The mullah mumbled and strode back and forth three times between King's bed and the fire, with his fists knotted together behind him and his head bent, as Napoleon used to walk. When he stood beside the bed again at last it was with his mind made up, as his clenched fists and his eyes indicated.
"Make thine own terms with her!" he growled. "Write the letter and send it! I hold thee; she holds Khinjan and the ammunition. I am between her and India. So be it. She shall starve in there! She shall lie in there until the war is over and take what terms are offered her in the end! Write thine own letter! State the case, and bid her answer!"
"Very well," said King. He began to see now definitely how India was to be saved. It was none of his business to plan yet, but to help others' plans destroy themselves and to sow such seed in the broken ground as might bear fruit in time.
The mullah left him, to squat and gaze into the fire, and mutter, and King lay still. After a while the mullah went and carried a great water bowl nearer to the fire and, as King had done, stripped himself. Then he heaped great f.a.gots on the fire-wasteful f.a.gots, each of which had cost some woman hours of mountain climbing. And in the glow of the leaping flame he scrubbed himself from head to foot with King's soap. Finally, with a feat of strength that nearly forced an exclamation out of King, he lifted the great water bowl in both hands and emptied the whole contents over himself.
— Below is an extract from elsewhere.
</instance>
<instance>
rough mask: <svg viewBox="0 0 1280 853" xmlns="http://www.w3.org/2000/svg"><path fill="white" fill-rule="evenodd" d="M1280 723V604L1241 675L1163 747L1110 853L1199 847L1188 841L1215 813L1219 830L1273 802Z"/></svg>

Then he resumed his smelly garments without troubling to dry his body, and got out a Quran from a corner and began to read it in a nasal singsong that would have kept dead men awake. King lay and watched and listened.
Reading scripture only seemed to fire the mullah's veins. For him sleep was either out of reach or despicable, perhaps both. He seemed in a mood to despise anything but conquest and strode back and forth up and down the cave like a caged bear, muttering to himself.
After a time he went to the mouth of the cave, to stand and stare out at the camp where the thousand fires were dying fitfully and wood smoke purged the air of human nastiness. The stars looked down on him, and he seemed to try to read them, standing with fists knotted together at his back.
And as he stood so, six other mullahs came to him and began to argue with him in low tones, he browbeating them all with furious words hissed between half-closed teeth. They were whispering still when King fell asleep. It was courage, not carelessness, that let him sleep-courage and a great hope born of the mullah's perplexity.